In this video, we will learn how to model, read and write Numbers up to 100.

07:22

Video Transcript

Reading and Writing Numbers up to 100

In this video, we will learn how to model, read, and write numbers to 100 in digits and words. We can write numbers using digits or words. The two-digit numbers up to 100 have an amount of tens and ones. We can model these numbers using maths equipment, like ten frames or place value blocks.

What number is shown in this model? This is a ten frame. And it’s full; it has 10 counters. We can write this in our place value chart. Our number has one ten. We call these counters the ones. This is because the ten frame is not yet full; it has less than 10 counters.

How many ones are there? Did you count? There are eight ones. One ten and eight ones is 18. How would we write this number in words? 18 is a teen number. These are the numbers between 10 and 20. Let’s practice writing the teen numbers in words. Eleven, twelve, thirteen, fourteen, fifteen, sixteen, seventeen, eighteen, nineteen. This is how we write 18 in digits, and this is how we write 18 in words.

When we write numbers between 20 and 100 in words, we need to use a tens word and a ones word. The tens digit in the number 65 is worth 60. Six tens are 60. So, our tens word is 60. And the five digit in 65 is worth five ones. So, our ones word is five. We wrote the number 65 in digits and words.

How would we write the number 49 using digits? We write 40 as four tens and the nine as nine ones. This is how you write the number 49 in digits. The four tens are worth 40, and the nines digit is worth nine ones. We wrote the number 49 in digits and words. Let’s practice modeling, reading, and writing numbers to 100 in digits and words.

Noah and Emma tried to read the number given. Emma said it is 74, and Noah said it is 47. Who said the right answer?

Noah and Emma are trying to work out which number is shown in the model. We know it’s a two-digit number because it has an amount of tens and ones. Emma thinks the number is 74, and Noah thinks the number is 47. Let’s count the tens and ones to find out who’s right.

How many tens are there in the tens part of this number? One, two, three, four, five, six, seven. So, we can write a seven in the tens place. Did you count the ones? There are four. Seven tens and four ones is 74. So, Emma was right. It looks like Noah wrote the tens and ones digits the wrong way round. The number given is 74. So, Emma was right.

Write the given number in words.

We’re shown a two-digit number. And we have to write it in words. How many tens does this number have? One, two, three, four, five, six. We have six tens.

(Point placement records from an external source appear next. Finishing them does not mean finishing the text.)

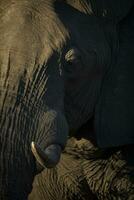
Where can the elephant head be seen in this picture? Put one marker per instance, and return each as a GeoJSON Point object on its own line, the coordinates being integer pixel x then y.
{"type": "Point", "coordinates": [53, 59]}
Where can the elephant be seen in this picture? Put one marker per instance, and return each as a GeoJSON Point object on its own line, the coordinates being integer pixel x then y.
{"type": "Point", "coordinates": [86, 171]}
{"type": "Point", "coordinates": [58, 70]}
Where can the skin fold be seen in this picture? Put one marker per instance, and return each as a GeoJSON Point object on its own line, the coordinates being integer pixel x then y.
{"type": "Point", "coordinates": [53, 59]}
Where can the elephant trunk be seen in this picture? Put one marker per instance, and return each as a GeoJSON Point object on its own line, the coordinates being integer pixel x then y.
{"type": "Point", "coordinates": [32, 116]}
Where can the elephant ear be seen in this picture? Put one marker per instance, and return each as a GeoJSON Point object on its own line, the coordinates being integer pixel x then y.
{"type": "Point", "coordinates": [114, 115]}
{"type": "Point", "coordinates": [81, 5]}
{"type": "Point", "coordinates": [114, 10]}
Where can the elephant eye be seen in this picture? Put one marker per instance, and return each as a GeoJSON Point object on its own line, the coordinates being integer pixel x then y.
{"type": "Point", "coordinates": [73, 56]}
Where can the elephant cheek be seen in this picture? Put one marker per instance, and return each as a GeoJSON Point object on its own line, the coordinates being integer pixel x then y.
{"type": "Point", "coordinates": [48, 148]}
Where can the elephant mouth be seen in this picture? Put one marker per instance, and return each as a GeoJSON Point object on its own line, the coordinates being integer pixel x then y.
{"type": "Point", "coordinates": [47, 158]}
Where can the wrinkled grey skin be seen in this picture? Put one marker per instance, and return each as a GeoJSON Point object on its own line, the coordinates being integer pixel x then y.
{"type": "Point", "coordinates": [53, 59]}
{"type": "Point", "coordinates": [45, 66]}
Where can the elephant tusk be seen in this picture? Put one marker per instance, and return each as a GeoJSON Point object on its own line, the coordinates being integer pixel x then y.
{"type": "Point", "coordinates": [48, 158]}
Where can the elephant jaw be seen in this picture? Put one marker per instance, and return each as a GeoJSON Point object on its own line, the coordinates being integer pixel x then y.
{"type": "Point", "coordinates": [48, 157]}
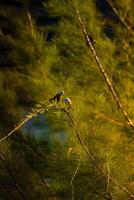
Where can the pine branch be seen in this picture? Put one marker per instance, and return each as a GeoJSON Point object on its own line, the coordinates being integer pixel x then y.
{"type": "Point", "coordinates": [31, 115]}
{"type": "Point", "coordinates": [120, 18]}
{"type": "Point", "coordinates": [102, 70]}
{"type": "Point", "coordinates": [72, 179]}
{"type": "Point", "coordinates": [98, 167]}
{"type": "Point", "coordinates": [16, 185]}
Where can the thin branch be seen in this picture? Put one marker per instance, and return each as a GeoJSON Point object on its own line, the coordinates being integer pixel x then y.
{"type": "Point", "coordinates": [72, 179]}
{"type": "Point", "coordinates": [102, 70]}
{"type": "Point", "coordinates": [98, 167]}
{"type": "Point", "coordinates": [108, 180]}
{"type": "Point", "coordinates": [28, 117]}
{"type": "Point", "coordinates": [75, 173]}
{"type": "Point", "coordinates": [16, 185]}
{"type": "Point", "coordinates": [120, 18]}
{"type": "Point", "coordinates": [30, 22]}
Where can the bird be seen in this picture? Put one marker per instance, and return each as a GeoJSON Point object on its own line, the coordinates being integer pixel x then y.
{"type": "Point", "coordinates": [57, 97]}
{"type": "Point", "coordinates": [68, 102]}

Now, let’s count the ones. One, two, three, four, five, six, seven. Six tens and seven ones. We’ve written the number in digits. The number is 67. Six tens are 60. 10, 20, 30, 40, 50, 60. And this is how we write 60 in words. This is the tens part of the number, 60.

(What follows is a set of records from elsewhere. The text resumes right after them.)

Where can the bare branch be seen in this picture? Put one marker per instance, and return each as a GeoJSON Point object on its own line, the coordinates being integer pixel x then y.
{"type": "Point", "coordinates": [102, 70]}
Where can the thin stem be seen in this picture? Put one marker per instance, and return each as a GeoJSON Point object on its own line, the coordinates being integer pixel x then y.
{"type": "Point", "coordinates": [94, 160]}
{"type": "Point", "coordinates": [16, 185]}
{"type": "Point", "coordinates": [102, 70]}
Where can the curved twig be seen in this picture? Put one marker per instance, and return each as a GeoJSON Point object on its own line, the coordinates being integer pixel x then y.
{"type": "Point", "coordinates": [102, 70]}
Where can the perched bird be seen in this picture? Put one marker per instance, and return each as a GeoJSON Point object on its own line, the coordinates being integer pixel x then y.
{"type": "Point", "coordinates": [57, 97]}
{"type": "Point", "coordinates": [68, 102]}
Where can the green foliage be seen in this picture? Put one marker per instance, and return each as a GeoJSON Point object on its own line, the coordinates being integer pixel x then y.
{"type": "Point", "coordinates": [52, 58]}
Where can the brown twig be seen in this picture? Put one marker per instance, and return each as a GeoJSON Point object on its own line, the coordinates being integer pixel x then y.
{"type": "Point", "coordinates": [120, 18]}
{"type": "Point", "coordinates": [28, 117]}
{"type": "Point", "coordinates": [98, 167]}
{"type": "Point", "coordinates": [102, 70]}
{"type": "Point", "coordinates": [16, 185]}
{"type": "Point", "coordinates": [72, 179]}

And we know that the ones part of the number is worth seven. This is how we write seven in words. The given number is 67. And this is how we write it in words.

Daniel writes fifty-seven in words. Write that number in digits.

Daniel has written the number fifty-seven using words. Now, we have to write the same number using digits. The tens part of Daniel’s number is fifty. We can model fifty using five tens. 10, 20, 30, 40, 50. Daniel’s number has five tens, worth 50, and seven ones. We wrote the number 57 using digits. Five tens and seven ones is 57.

Write the number 85 in words.

We can model the number 85 using eight tens. Eight tens are 80. 10, 20, 30, 40, 50, 60, 70, 80. 85 has eight tens and five ones. We know the tens part of the number 85 is worth 80. And this is how we write five in words. The tens part of the number is 80, and the ones part is five, 85. We wrote the number 85 in words.

What have we learned in this video? We learned how to model, read, and write numbers up to 100 in digits and words.